# 6 days to go



## 100127 (Jul 20, 2006)

Only 6 days before le shuttle


----------



## Easyriders (May 16, 2011)

Same here!


----------



## froggy59 (Jan 18, 2009)

Sysinfo said:


> Only 6 days before le shuttle


14 days for us :lol:


----------



## Cyclewalkbob (Oct 18, 2011)

Four for us!


----------



## Sandy_Saunders (Nov 17, 2008)

Six days for us as well, on the 1420 train, or earlier if we get there in time. 

This is all hinging on my wife's health though, she had to get antibiotics from the doctor today.  Hopefully they will have done the trick by Wednesday and we will be on our way. 

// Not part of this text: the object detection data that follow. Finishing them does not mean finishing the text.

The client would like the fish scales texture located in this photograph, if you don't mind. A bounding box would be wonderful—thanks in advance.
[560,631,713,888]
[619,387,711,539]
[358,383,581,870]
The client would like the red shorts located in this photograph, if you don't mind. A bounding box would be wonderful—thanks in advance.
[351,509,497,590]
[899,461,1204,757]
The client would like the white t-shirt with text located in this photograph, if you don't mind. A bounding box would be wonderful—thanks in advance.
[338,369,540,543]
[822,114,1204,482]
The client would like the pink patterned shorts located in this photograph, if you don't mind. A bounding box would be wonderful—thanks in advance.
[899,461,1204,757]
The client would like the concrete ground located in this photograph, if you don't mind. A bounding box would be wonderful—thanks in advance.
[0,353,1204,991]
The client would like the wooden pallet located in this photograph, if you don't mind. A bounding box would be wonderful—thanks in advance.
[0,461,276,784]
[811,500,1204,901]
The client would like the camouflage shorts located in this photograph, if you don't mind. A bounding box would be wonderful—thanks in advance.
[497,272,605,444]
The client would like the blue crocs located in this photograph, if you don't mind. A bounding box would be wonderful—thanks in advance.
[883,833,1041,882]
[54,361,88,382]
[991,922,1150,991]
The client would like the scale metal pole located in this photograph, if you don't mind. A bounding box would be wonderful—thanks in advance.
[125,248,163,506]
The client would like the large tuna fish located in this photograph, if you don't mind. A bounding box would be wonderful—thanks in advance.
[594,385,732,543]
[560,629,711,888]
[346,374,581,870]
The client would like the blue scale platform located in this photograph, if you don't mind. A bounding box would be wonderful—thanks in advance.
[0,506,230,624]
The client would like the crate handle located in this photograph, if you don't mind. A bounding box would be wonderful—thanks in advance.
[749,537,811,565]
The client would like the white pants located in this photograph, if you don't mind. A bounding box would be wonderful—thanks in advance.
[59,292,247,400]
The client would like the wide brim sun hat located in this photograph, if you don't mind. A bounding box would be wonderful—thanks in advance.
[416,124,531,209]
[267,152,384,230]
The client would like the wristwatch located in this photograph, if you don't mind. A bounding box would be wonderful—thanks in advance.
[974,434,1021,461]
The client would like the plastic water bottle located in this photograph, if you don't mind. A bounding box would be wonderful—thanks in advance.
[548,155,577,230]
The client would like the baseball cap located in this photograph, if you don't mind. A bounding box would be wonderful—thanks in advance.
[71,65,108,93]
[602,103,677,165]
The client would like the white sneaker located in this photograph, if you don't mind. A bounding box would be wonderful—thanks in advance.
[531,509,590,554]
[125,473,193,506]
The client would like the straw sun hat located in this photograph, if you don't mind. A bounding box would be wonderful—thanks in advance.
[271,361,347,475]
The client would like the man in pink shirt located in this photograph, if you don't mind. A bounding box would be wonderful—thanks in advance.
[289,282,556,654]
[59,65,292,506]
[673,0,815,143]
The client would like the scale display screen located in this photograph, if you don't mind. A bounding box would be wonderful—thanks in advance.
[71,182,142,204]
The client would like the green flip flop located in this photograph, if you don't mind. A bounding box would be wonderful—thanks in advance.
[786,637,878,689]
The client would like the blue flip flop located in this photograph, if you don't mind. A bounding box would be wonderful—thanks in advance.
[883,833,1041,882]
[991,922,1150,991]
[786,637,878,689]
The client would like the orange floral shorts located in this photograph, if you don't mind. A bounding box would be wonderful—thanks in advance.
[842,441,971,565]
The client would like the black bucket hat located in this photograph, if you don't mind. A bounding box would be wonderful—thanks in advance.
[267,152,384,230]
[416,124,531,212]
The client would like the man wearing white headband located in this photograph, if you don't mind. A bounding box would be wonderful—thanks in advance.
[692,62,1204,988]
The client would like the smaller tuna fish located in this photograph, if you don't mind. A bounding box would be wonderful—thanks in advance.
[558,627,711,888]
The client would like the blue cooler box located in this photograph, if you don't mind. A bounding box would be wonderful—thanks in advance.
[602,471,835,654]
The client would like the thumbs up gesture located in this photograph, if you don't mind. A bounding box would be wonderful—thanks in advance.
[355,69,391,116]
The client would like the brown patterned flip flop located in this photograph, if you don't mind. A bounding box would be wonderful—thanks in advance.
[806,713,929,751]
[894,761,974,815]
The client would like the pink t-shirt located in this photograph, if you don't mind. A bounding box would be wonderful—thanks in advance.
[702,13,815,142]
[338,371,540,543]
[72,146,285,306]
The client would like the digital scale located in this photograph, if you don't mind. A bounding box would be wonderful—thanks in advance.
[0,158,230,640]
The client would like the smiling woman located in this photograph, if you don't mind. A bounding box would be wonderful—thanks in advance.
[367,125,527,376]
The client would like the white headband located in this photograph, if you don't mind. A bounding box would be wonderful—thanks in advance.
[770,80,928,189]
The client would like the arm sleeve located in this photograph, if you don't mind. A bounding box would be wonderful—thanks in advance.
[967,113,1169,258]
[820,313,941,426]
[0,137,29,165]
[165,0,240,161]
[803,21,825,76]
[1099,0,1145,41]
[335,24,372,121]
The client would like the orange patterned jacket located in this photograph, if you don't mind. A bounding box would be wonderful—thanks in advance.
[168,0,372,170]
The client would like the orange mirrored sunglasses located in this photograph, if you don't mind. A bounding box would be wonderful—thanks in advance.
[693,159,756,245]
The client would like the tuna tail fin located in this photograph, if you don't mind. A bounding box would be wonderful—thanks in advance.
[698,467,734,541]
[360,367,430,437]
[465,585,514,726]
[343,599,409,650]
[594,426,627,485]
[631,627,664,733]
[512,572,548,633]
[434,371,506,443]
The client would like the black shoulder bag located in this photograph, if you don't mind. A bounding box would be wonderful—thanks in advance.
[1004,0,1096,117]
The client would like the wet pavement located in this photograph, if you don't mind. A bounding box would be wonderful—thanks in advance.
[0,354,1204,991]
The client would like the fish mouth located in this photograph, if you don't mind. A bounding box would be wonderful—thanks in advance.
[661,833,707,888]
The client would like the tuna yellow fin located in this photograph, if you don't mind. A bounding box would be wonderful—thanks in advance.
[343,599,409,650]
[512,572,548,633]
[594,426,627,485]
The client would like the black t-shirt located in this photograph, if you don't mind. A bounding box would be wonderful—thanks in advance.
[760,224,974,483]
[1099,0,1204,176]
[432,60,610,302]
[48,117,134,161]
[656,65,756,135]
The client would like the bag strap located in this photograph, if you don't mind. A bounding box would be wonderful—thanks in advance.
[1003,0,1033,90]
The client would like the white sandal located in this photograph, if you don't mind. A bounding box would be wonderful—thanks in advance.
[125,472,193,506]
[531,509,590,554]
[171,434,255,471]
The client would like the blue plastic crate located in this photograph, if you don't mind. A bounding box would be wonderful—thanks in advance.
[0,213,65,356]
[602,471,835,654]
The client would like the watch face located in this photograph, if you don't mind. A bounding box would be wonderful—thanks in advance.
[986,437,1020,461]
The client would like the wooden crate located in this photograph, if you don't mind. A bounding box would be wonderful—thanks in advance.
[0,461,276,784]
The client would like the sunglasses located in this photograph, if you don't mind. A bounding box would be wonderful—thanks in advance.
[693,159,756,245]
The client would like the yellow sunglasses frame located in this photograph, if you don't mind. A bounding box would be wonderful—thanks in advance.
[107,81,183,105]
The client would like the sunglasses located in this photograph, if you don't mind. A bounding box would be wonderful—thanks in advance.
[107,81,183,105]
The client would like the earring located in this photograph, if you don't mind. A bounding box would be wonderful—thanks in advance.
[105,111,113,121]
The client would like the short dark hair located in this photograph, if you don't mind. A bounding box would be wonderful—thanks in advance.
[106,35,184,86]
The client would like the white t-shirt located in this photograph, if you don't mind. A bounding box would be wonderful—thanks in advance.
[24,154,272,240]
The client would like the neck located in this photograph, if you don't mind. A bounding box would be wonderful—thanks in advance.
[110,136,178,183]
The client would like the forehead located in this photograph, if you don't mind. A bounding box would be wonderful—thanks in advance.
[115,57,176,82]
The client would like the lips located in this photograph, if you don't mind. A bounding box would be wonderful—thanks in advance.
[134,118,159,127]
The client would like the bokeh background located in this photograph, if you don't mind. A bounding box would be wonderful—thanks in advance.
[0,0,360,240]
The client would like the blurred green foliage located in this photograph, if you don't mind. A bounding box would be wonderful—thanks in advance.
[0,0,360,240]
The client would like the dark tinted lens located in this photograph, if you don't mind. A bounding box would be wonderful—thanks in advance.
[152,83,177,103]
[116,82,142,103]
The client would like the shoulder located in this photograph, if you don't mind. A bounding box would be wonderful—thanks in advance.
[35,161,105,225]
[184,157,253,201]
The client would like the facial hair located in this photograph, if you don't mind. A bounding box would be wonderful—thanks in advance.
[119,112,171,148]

Anyway, I cleaned the outside of the van today as we have been up in t'north and it was a bit mucky.

Sandy


----------



## Stanner (Aug 17, 2006)

We're on DFDS Wednesday evening.


----------



## 100127 (Jul 20, 2006)

Sandy_Saunders said:


> Six days for us as well, on the 1420 train, or earlier if we get there in time.
> 
> This is all hinging on my wife's health though, she had to get antibiotics from the doctor today.  Hopefully they will have done the trick by Wednesday and we will be on our way.
> 
> ...


Nice one, we are on the one before 1350, say hello if you see us.


----------



## rotorywing (Jul 19, 2010)

Stanner said:


> We're on DFDS Wednesday evening.


We are on the 1645 DFDS Wednesday..........see you on the ship or the other side !. Are you heading to Cite Europe.

Martin


----------



## Stanner (Aug 17, 2006)

rotorywing said:


> Stanner said:
> 
> 
> > We're on DFDS Wednesday evening.
> ...


Not on until 21.15 to Dunkeque then depending on how weather looks heading north to Netherlands or if it looks better some other way we'll go the other way.


----------



## MYFANWY1 (May 9, 2011)

*6days to go*

Hi guys your to slow, we got here yesterday ,LOL Weather was boiling now in Troyes it is grey and damp, so we heading further south sooner than we plan, all have good trip. Eddie.


----------



## mandyandandy (Oct 1, 2006)

Ohhh do stop it, no crossings now till Dec 4th and thats only for 4 days. 
Have a great time, hope the sun shines and the tyres stay inflated not the prices. 

Mandy


----------